こうした問題は、HIV/AIDSをめぐっても起きている。先進国ではHIVに感染してもウイルス数を感知限界以下にまで減少させ第三者に対する感染も起きないようにする薬が普及しつつあるが、途上国では長年そうした薬は手に入らなかった。インド政府など一部の政府がジェネリック薬の生産・販売を認める方針を取ったことや、それに顧客を奪われることを恐れた製薬会社が対抗して国別の料金を設定したことによってかつてよりは状況は改善しているが、抗HIV剤は毎日決まった時間に服用する必要があり、薬を安全に保管できる住居や安定したルーチンのある生活を送ることができるだけの余裕がなければ難しい。そしてAIDSが発症すると、それまで免疫によって抑え込まれていた結核も同時に発症してしまう。

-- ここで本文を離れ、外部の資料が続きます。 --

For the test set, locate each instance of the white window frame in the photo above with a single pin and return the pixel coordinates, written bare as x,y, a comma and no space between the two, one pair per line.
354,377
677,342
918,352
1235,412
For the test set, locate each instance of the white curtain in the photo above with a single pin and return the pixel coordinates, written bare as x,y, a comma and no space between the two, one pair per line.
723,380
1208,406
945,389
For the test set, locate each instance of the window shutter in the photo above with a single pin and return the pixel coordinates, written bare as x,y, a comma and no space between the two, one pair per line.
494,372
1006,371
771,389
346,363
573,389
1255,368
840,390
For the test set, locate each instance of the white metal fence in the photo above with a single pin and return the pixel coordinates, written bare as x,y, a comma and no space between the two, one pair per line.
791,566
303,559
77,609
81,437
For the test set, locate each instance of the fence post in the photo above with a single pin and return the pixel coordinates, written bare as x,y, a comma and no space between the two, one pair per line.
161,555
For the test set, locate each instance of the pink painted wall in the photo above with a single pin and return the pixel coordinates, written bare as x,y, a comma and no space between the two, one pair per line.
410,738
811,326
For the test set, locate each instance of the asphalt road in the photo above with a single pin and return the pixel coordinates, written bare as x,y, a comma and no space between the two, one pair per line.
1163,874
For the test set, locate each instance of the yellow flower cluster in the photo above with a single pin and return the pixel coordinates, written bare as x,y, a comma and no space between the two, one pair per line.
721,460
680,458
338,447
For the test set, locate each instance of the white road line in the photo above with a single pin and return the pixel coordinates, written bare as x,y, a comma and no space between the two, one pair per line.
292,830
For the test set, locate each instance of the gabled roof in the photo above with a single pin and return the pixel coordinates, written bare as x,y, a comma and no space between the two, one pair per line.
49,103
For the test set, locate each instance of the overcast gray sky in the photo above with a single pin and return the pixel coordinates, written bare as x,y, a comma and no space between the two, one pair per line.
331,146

結核は決して解決できない問題ではなく、どうすれば発症を止めることができるのか、死者を減らすことができるのかは、何十年も前から答えが出ている。現に死者の大部分はアジアやアフリカの途上国に集中しており、先進国では結核に感染しても医療を受けられれば完治することができる場合が多い(公衆衛生行政を意図的に破壊しつつあるいまのアメリカはもう駄目かもしれない)。にもかかわらず、全盛期のCOVID-19と同じくらい多くの人が毎年犠牲になっているのは、結核治療のオプションが足りていない以上に、人々が結核治療に集中できるだけの生活の安定が実現していないせいでもある。

著者はベストセラー作家として、そして最近ではYouTuberとしても多くの人たちから注目を集める立場にあり、本書は著者がその知名度や影響力を使い、なんとしてでも結核がどう世界の不公正に繋がっているのか、どうして人々が行動を起こすべきなのか、社会に訴えたいと思って書いた本。何百万人、何千万人という数字ではなく一人ひとりの生きている人の命と生活を尊重するとはどういうことなのかという思いに共感しつつ、最初出会ったときはなにかお手伝いでもしている病院の職員の子どもではないかと著者が思った結核を患った一人の男の子との出会いから最後の全世界への訴えかけまで一気に読まされた。COVID-19をめぐる同種の議論としてSteven W. Thrasher著「The Viral Underclass: The Human Toll When Inequality and Disease Collide」も参照。